Eventually business cost reductions should trickle down to decreases in the prices of consumer goods, though there is always the temptation for firms to maintain their margins and keep prices elevated.
The Fed will need to keep a close eye on the price of money by controlling interest rates. But it’s a careful balance. The rate needs to be close to the “natural rate of interest”, which is the price of money that balances saving and investment while keeping inflation stable — in the US and Canada the inflation target is typically 2%.
The Fed is on pause. A wait and see approach – have they done enough to cool inflationary pressure, seems like, or do they need to raise, potentially twice more, to get inflation into their preferred goldilocks zone?

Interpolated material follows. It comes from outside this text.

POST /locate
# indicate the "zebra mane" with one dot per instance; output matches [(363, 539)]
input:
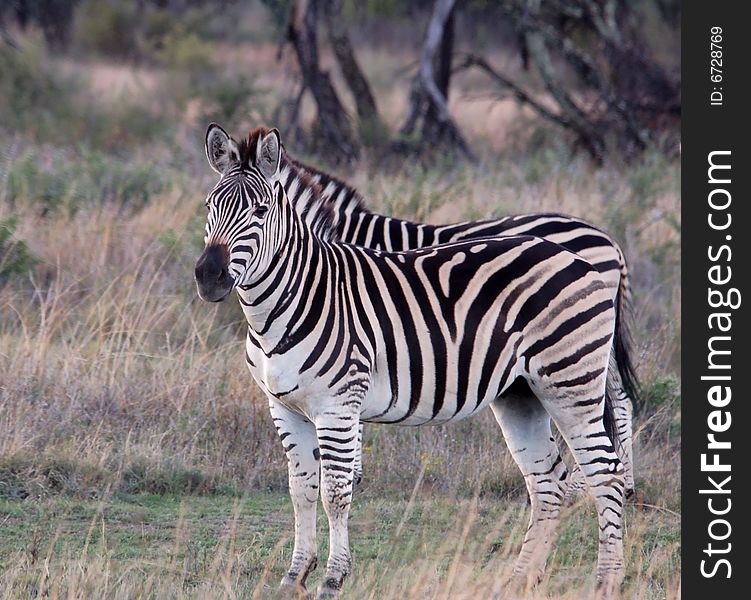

If, as so many believe, we are in a recession, or will be shortly, it’ll be so shallow and brief it will be over long over before it’s even recognized as a recession in the middle of 2024.
I expect most people to see exactly what they think they see, a hard landing and a recession, when looking at leading indicators for the economy. But as I’ve shown, things aren’t always so clear cut.
Let us review;
The Federal Reserve has a plan, combat inflation with a series of rate hikes over a short period of time, pause, analyze. So far, their medication is working, the Fed dosed the economy with Buckley’s – tastes awful, but it works.